Das physische Erleben zwischen Transzendenz und Raum erweitern auch die weiteren malerischen Arbeiten, die zum Selbstbild der künstlerischen Praxis werden. In psychologischer Akribie ergründet Cornelia Lochmann (1985/ Bozen) den Malraum mit ihrem zuletzt fertiggestellten Bild „Höllenfeuer“. Ein Festhalten an Erinnerung und Trauer verarbeitet Susanne Kircher Liner (1976/ Schwaz) mit „Apparat Exit 4 (Tod meiner Oma)“, indem sie die körperliche Transformation eines Abschieds von einer geliebten Person in einen Malraum übersetzt. Daran knüpft auch das Selbstbildnis als Schmetterlingssammlerin an, indem das Vanitas Motiv des Schmetterlings die Flüchtigkeit unseres physischen Seins zitiert.

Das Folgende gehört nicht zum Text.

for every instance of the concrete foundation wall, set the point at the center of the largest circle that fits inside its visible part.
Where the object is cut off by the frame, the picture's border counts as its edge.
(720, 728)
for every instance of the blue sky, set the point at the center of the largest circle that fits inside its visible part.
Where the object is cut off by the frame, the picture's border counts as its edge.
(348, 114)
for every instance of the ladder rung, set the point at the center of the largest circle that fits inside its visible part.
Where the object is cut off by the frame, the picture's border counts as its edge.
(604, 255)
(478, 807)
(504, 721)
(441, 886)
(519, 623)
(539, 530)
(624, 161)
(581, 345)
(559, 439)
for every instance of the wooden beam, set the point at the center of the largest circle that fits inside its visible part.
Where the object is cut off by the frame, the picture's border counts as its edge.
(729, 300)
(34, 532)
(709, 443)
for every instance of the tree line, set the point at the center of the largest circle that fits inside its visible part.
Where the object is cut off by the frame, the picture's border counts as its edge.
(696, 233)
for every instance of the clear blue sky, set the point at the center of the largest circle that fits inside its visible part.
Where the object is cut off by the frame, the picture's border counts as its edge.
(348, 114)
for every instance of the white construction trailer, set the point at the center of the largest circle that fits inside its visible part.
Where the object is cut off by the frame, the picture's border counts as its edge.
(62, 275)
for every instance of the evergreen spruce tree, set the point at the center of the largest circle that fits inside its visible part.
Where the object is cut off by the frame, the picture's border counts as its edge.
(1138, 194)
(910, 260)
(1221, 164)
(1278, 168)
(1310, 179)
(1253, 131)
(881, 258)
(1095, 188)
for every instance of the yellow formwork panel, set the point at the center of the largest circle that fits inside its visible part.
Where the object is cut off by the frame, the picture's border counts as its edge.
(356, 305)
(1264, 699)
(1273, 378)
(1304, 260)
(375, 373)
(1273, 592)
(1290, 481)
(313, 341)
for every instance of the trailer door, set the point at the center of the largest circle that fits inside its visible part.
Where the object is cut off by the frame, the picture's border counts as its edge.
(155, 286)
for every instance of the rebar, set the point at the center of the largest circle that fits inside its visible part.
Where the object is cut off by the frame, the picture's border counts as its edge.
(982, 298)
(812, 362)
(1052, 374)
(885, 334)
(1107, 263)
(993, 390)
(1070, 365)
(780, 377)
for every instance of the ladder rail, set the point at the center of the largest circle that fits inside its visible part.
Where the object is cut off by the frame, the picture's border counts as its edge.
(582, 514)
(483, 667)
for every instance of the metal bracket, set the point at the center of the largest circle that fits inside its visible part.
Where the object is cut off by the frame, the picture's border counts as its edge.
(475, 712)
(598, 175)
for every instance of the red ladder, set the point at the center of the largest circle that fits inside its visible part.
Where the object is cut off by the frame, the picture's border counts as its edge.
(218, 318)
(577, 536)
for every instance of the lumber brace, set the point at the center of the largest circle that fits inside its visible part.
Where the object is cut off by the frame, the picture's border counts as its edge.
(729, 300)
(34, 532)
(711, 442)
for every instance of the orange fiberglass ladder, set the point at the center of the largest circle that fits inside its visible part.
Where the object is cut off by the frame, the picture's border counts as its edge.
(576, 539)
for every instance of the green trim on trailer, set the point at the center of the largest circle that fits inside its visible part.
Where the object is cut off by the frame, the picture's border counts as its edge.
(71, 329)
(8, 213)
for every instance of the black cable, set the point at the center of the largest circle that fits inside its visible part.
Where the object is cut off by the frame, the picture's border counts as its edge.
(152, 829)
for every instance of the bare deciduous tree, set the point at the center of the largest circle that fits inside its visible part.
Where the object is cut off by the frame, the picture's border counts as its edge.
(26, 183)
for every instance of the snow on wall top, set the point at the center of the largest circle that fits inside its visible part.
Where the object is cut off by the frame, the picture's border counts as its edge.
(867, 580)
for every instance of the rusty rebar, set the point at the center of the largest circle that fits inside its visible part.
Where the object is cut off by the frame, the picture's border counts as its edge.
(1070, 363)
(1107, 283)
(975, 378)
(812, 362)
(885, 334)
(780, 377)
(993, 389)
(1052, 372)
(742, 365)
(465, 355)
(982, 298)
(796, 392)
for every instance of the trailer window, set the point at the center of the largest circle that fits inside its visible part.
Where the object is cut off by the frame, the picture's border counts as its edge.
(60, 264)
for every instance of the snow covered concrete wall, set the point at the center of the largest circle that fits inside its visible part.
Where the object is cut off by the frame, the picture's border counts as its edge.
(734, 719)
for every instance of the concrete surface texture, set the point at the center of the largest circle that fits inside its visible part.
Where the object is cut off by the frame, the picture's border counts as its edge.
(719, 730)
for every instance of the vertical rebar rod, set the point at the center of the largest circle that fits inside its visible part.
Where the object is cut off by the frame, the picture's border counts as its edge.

Das psychologische Kreisen um die menschliche Existenz vibriert auch in den grafischen Arbeiten von Benjamin Zanon (1981/ Lienz), der mit Tusche Worte wie Liebe und Einsamkeit zu kartografischen Landschaften verfließen lässt, die in ihrer Struktur und Wahrnehmung den Worten neuen Raum erschafft. Eine Ebene, die auch Heidi Holleis (1974/ Innsbruck) mit ihrer Arbeit „I wish it was“ kommentiert. Mit dem Begriff der Hauntology von Jaques Derrida setzt sie mit malerischen Mitteln auf eine Überlagerung von Zeitebenen, die in einem Sampling gleich unterschiedliche Zitate unserer Pop-Kultur in Derrida´s Worten als „Heimsuchung“ der Gegenwart mit Ideen der Vergangenheit befüllt.

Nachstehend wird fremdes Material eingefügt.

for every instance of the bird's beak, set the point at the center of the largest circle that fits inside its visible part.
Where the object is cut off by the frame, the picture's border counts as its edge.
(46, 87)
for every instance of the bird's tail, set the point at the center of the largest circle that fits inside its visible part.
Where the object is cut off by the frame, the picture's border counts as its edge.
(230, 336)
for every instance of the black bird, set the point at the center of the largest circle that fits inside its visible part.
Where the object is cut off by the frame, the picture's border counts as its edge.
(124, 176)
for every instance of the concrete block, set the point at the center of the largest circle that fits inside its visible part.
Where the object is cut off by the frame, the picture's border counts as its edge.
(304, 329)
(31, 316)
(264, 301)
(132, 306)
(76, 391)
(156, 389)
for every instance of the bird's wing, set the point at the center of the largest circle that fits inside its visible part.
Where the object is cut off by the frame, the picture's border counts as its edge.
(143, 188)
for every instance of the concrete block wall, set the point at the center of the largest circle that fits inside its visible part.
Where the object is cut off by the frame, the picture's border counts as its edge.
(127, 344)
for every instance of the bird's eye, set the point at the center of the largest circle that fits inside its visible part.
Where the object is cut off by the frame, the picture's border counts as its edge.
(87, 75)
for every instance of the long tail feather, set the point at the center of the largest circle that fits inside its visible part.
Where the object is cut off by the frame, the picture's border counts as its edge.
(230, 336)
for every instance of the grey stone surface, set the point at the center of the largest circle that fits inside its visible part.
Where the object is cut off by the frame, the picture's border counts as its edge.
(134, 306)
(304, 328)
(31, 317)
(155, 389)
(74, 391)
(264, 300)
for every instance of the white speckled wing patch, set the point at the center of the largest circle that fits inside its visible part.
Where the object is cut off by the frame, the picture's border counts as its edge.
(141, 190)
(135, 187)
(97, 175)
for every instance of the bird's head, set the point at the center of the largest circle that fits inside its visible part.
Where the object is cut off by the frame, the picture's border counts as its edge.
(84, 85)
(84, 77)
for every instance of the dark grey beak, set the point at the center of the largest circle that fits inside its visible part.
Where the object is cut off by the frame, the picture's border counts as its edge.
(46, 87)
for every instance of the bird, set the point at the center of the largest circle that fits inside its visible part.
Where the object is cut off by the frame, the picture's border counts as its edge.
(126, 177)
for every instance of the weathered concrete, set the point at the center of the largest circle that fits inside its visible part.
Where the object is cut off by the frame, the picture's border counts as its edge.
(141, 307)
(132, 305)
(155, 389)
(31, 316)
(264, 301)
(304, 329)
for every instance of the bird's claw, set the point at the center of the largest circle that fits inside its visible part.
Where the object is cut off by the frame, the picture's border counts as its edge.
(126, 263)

Das Innsbrucker Performance Kollektiv EXPERIMENTAL SETUP hat mit ihrer Installation „Seele“ die Abwesenheit des künstlerischen Interventionsraum thematisiert und plant im Sinne der hier vorgestellten Austauschausstellung zwischen Südtiroler und Tiroler Künstler*innen eine Performance im geschlossenen Ausstellungsraum, die jedoch auf Basis der Einreisebeschränkungen bis auf weiteres ausgesetzt ist. Der Schmerz des Anwesendseins kommentiert hier nochmals die Referenz des Ausstellungsjahrs 2020.

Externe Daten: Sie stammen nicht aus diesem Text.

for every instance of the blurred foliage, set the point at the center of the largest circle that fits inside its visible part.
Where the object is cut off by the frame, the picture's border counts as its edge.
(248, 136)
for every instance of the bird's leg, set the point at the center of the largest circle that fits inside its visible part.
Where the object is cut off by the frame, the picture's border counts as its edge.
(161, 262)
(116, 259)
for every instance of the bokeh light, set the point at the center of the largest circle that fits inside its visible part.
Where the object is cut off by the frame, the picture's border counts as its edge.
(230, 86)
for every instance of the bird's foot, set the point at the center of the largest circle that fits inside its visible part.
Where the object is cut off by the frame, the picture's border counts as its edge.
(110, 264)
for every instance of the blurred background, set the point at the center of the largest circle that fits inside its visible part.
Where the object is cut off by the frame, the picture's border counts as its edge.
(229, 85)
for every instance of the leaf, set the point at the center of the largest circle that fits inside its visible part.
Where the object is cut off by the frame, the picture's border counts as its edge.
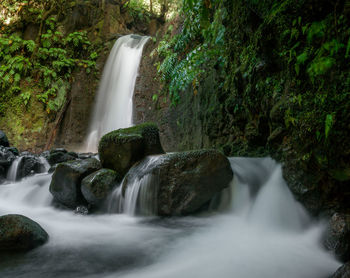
(328, 124)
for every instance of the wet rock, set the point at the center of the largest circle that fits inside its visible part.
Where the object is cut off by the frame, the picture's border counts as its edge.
(66, 181)
(2, 174)
(52, 168)
(342, 272)
(73, 154)
(184, 182)
(83, 210)
(120, 149)
(6, 157)
(19, 233)
(338, 235)
(96, 186)
(86, 155)
(3, 139)
(60, 155)
(13, 150)
(29, 165)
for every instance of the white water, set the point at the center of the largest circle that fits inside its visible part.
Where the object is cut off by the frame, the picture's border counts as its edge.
(113, 108)
(12, 172)
(264, 233)
(140, 194)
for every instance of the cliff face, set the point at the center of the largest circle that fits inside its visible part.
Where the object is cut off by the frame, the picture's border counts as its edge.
(272, 102)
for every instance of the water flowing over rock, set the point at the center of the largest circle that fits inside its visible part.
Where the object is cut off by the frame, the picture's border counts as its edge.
(337, 236)
(96, 186)
(66, 181)
(120, 149)
(59, 155)
(3, 139)
(6, 159)
(174, 184)
(19, 233)
(26, 165)
(113, 108)
(342, 272)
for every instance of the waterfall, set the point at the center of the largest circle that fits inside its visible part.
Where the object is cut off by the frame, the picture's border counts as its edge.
(137, 193)
(13, 171)
(113, 107)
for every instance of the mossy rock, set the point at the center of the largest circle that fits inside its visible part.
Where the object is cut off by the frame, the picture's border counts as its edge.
(183, 182)
(19, 233)
(60, 155)
(96, 186)
(3, 139)
(120, 149)
(66, 181)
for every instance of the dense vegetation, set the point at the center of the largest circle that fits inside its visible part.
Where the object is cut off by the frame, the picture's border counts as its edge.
(282, 79)
(40, 67)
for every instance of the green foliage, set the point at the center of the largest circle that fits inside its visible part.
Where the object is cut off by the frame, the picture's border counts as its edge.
(48, 65)
(199, 47)
(25, 97)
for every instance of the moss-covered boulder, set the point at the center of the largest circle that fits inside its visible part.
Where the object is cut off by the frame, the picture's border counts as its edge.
(60, 155)
(29, 165)
(337, 236)
(66, 181)
(342, 272)
(6, 157)
(3, 139)
(182, 182)
(121, 148)
(19, 233)
(96, 186)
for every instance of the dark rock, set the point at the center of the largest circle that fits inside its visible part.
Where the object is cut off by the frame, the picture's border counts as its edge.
(342, 272)
(45, 154)
(13, 150)
(86, 155)
(6, 157)
(60, 155)
(58, 150)
(73, 154)
(3, 139)
(184, 182)
(29, 165)
(96, 186)
(82, 210)
(121, 148)
(2, 174)
(19, 233)
(338, 235)
(52, 168)
(66, 181)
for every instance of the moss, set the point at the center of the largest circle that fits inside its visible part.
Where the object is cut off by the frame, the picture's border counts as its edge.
(130, 134)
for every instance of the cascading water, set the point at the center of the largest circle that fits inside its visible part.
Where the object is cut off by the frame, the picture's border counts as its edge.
(137, 193)
(263, 233)
(113, 108)
(12, 172)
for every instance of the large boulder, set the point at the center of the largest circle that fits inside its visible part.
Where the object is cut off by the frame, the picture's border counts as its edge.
(60, 155)
(338, 235)
(342, 272)
(19, 233)
(66, 181)
(96, 186)
(6, 157)
(182, 182)
(120, 149)
(3, 139)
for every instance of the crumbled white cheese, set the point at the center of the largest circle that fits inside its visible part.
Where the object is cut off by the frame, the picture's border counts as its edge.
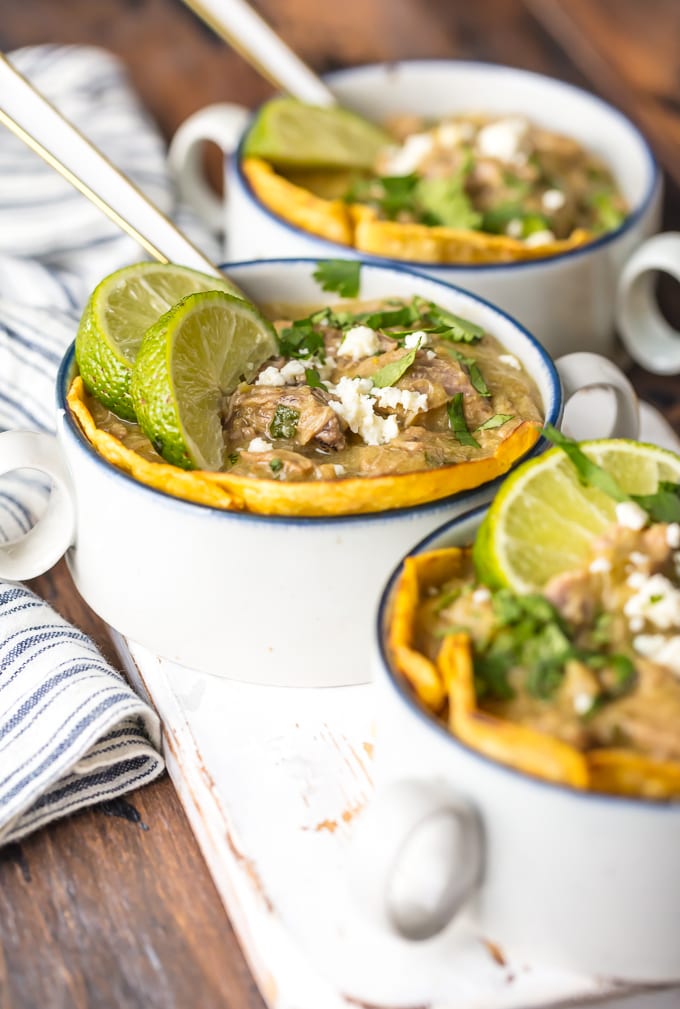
(452, 134)
(259, 445)
(287, 375)
(673, 536)
(665, 651)
(417, 339)
(270, 376)
(502, 139)
(540, 238)
(293, 370)
(553, 200)
(515, 228)
(582, 703)
(657, 599)
(405, 159)
(359, 341)
(356, 407)
(511, 360)
(631, 515)
(391, 398)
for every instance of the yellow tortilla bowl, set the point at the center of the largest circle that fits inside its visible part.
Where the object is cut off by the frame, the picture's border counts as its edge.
(451, 677)
(354, 495)
(358, 225)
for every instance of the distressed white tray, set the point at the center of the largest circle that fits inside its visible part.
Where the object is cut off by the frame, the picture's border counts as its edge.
(271, 780)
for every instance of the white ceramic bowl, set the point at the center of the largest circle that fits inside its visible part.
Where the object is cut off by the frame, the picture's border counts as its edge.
(268, 599)
(566, 301)
(583, 881)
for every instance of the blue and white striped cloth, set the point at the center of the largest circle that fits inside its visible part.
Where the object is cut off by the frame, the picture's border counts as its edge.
(72, 731)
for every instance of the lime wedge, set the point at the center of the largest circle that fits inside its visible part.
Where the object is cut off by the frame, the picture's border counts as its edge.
(543, 521)
(118, 314)
(289, 133)
(194, 356)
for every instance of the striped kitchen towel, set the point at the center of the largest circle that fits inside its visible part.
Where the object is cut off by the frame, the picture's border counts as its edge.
(72, 731)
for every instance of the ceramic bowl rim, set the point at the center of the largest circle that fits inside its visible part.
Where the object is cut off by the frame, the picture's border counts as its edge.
(331, 248)
(552, 416)
(407, 698)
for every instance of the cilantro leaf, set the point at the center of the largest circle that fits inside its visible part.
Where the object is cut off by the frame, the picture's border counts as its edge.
(462, 330)
(478, 381)
(589, 473)
(341, 275)
(301, 340)
(496, 421)
(446, 203)
(285, 422)
(458, 423)
(391, 372)
(313, 379)
(664, 506)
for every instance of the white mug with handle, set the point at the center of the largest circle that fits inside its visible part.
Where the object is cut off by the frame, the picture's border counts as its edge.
(651, 340)
(567, 301)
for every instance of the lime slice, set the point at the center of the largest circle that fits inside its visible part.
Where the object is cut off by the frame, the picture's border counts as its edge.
(118, 314)
(194, 356)
(543, 521)
(289, 133)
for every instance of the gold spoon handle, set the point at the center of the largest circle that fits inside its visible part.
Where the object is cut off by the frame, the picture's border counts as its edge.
(241, 27)
(42, 128)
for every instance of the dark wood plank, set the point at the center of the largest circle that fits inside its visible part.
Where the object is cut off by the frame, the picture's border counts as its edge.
(97, 910)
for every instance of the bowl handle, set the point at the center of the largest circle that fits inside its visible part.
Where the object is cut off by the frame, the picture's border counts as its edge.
(51, 536)
(416, 858)
(222, 124)
(650, 340)
(599, 402)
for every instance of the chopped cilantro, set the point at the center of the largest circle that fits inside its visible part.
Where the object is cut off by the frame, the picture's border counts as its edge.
(478, 381)
(456, 413)
(663, 506)
(462, 330)
(302, 340)
(496, 220)
(341, 275)
(313, 379)
(391, 372)
(446, 203)
(589, 473)
(496, 421)
(285, 422)
(608, 214)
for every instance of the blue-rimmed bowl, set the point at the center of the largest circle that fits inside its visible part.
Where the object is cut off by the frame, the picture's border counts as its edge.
(553, 875)
(566, 301)
(267, 599)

Abschließend präsentiert die Ausstellung auch das Kooperationsprojekt zwischen Südtiroler Künstlerbund und dem Tourismusverband Brixen. Hierzu wurden die Künstler der beider vorangegangenen Ausstellungen eingeladen, jeweils in Kooperation mit einem Partner aus Handel, Gastronomie und Hotellerie in Brixen eine Kunsttasche zu gestalten.